На самом деле повода для гордости было мало, особенно у меня. По крайней мере, пока мы не пришли к нужной каюте.
— Открывайте, Рутвен, я знаю, что вы здесь.
На самом деле я не знал, конечно, но это известный трюк у нас в полиции. В пятидесяти случаях он срабатывает. Изнутри послышался тихий истерический вскрик, шум и невнятная возня.
Я кивнул Чмунку, чтобы прикрыл меня, и тремя ударами ноги вышиб дверь.
— Стоять на месте, вы арестованы по обвинению в убийстве преподобного Арона Мультури.
Лорд Рутвен прекратил лихорадочное пакование чемоданов и, обернувшись ко мне, резко выхватил из-за пазухи старинный кремнёвый пистолет. Выстрел прогремел так быстро, что, если бы индеец не успел толкнуть меня в плечо, о дальнейшем развитии событий вы узнали бы только из газетных сводок.
Чунгачмунк издал леденящий душу крик индейцев, взмахнул над головой томагавком и тут же превратился в маленькую черепашку с крошечным топориком в левой когтистой лапке. Злодей демонически захохотал и вытащил из-за рукава длинный испанский стилет. Но к этому я уже был готов. Он кинулся на меня, быстрее молнии, но годы занятий в секции дзю-дзю не прошли даром — я перехватил вампира за запястье и резко крутнулся на месте. Нож вылетел из его руки, с хрустом вонзившись в потолок! Вторым ударом я попал ему в висок, вот так дерутся у нас в полиции…

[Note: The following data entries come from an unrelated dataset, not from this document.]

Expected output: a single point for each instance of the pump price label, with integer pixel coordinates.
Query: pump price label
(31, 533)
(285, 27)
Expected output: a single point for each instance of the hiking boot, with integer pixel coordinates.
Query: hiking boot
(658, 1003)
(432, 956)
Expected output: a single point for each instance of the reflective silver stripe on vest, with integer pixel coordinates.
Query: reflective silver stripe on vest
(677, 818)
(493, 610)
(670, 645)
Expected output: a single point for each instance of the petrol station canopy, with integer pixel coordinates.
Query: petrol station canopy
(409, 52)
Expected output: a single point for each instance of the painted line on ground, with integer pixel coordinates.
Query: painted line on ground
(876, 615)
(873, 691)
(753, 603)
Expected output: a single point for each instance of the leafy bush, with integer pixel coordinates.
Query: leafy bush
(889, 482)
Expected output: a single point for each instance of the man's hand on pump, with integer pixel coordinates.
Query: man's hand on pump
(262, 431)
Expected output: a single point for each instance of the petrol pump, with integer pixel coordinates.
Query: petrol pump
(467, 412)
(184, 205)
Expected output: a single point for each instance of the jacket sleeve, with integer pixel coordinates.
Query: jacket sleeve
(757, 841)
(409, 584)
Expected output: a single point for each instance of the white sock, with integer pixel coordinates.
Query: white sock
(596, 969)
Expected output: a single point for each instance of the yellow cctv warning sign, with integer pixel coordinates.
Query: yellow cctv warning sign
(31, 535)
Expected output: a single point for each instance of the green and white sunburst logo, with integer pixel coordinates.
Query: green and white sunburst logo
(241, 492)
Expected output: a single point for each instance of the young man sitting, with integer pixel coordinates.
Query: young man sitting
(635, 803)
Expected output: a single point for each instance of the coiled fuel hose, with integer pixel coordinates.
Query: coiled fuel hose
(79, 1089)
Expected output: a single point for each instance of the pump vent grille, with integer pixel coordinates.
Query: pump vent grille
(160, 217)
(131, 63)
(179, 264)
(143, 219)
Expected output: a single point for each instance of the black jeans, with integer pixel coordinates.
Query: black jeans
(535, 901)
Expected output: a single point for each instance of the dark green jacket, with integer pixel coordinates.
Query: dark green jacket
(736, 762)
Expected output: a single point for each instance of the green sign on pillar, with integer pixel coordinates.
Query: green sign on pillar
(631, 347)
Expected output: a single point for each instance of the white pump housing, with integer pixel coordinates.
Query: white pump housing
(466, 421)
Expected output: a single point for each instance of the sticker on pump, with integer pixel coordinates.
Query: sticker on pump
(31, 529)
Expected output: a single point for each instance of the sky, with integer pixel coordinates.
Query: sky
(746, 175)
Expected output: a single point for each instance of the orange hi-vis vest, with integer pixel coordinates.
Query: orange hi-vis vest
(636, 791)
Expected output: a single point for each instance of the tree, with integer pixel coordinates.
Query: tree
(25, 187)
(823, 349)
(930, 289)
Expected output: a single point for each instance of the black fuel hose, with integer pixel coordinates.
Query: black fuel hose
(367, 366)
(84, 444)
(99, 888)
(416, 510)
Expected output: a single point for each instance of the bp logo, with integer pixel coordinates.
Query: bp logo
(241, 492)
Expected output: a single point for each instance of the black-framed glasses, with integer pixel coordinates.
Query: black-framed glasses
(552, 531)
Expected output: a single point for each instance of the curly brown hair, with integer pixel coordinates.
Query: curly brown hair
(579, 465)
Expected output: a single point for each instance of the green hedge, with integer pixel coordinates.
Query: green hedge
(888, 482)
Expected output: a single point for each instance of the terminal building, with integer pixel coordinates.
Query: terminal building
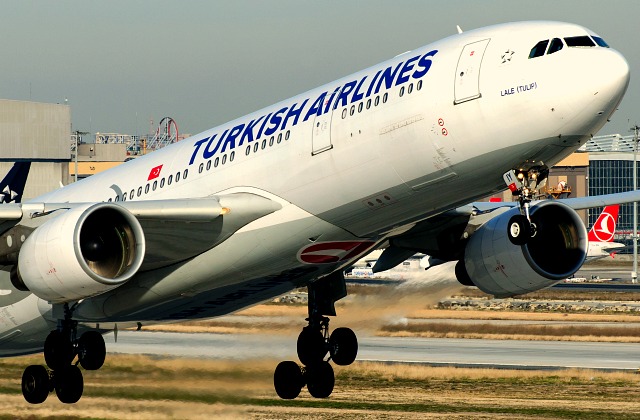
(36, 132)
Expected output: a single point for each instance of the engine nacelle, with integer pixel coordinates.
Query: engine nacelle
(498, 267)
(88, 250)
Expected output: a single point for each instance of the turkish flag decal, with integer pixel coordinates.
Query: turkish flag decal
(155, 172)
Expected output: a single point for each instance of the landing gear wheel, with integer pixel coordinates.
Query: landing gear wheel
(91, 350)
(288, 380)
(311, 346)
(35, 384)
(68, 384)
(518, 230)
(58, 350)
(343, 345)
(320, 379)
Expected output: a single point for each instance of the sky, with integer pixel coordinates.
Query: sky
(122, 63)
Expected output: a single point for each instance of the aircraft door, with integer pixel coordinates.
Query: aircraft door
(467, 83)
(321, 136)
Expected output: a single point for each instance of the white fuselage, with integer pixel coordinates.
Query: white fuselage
(412, 137)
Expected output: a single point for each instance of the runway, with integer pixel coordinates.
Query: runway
(431, 351)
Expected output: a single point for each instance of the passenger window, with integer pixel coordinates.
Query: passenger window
(539, 49)
(579, 41)
(556, 45)
(600, 42)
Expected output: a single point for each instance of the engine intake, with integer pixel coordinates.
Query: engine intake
(498, 267)
(88, 250)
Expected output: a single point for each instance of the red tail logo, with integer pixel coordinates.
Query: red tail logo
(605, 227)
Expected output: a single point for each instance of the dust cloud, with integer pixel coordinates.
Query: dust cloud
(422, 288)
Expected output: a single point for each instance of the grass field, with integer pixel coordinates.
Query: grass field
(136, 387)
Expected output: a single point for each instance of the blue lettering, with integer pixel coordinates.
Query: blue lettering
(330, 101)
(262, 126)
(408, 66)
(346, 90)
(248, 131)
(373, 82)
(316, 107)
(275, 121)
(425, 63)
(293, 112)
(387, 77)
(231, 138)
(195, 152)
(208, 152)
(356, 95)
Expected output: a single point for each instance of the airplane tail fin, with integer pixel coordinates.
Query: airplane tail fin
(605, 227)
(12, 186)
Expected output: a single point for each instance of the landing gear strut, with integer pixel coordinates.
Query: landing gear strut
(523, 183)
(60, 349)
(315, 342)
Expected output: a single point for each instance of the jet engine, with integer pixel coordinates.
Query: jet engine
(556, 250)
(83, 252)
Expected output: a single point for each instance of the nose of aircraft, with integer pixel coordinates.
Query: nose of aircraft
(611, 71)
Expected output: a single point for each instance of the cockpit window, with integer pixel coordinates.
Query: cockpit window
(579, 41)
(600, 42)
(539, 49)
(556, 45)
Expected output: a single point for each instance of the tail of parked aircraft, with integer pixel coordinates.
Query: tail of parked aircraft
(605, 227)
(12, 186)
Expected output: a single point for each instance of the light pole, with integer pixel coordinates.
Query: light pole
(634, 273)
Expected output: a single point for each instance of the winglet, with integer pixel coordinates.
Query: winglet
(12, 186)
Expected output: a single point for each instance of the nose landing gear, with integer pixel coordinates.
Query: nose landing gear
(315, 342)
(523, 184)
(64, 377)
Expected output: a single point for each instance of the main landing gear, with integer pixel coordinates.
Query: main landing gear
(523, 183)
(63, 376)
(315, 342)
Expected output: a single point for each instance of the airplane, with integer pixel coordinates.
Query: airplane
(601, 234)
(291, 195)
(12, 185)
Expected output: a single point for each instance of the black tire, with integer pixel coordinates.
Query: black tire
(91, 350)
(320, 380)
(35, 384)
(69, 384)
(518, 230)
(343, 346)
(311, 346)
(288, 380)
(58, 351)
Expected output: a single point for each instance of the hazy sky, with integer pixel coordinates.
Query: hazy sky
(121, 63)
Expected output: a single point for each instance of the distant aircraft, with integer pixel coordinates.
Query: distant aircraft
(601, 235)
(291, 195)
(12, 186)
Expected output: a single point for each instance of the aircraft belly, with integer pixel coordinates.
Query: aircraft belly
(475, 178)
(257, 263)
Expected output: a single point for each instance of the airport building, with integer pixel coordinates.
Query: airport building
(37, 132)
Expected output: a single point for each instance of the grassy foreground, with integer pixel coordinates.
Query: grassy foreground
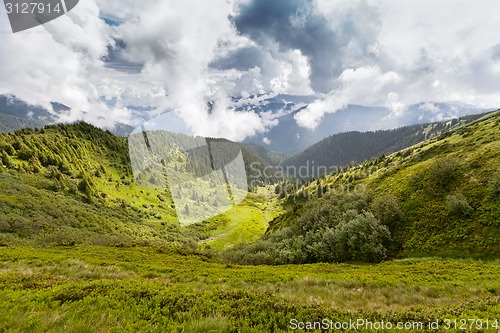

Едва не вышибив головой дверь, лорд Рутвен приземлился, как кошка на четыре лапы, и кинулся от нас прочь по палубе. Когда я пытался его догнать, на меня толпой навалились знакомые упыри из Полякии, вывалившиеся из кают-компании. Усатые паны радостно загородили мне дорогу, доставая из-за пазухи фляжки с чёрным самогоном.
— Цо так поспешэн, пан офицер? Краше випейте з нами.
— Я нэ можу. Он… — Я указал рукой в направлении завернувшего за угол вампира. — Он казал, цо я… цо мы… цо вся Полякия — пся крев!
— Цо-о?! Рэжь курву!!!
И шумная толпа, оттолкнув меня, бросилась в погоню.
— Таки шо происходит? — Из соседнего окошка высунулся характерный нос изряильтянина.
— А шо тут скажешь? — автоматически откликнулся я. — Вон тот необрезанный поц в драном лапсердаке подговорил поваров в камбузе сунуть в соус для говядины некошерный свиной жир. И как после этого жить?
— Бей гоев! — показался и второй изряильтянин. — Таки за это надо убивать на том же месте!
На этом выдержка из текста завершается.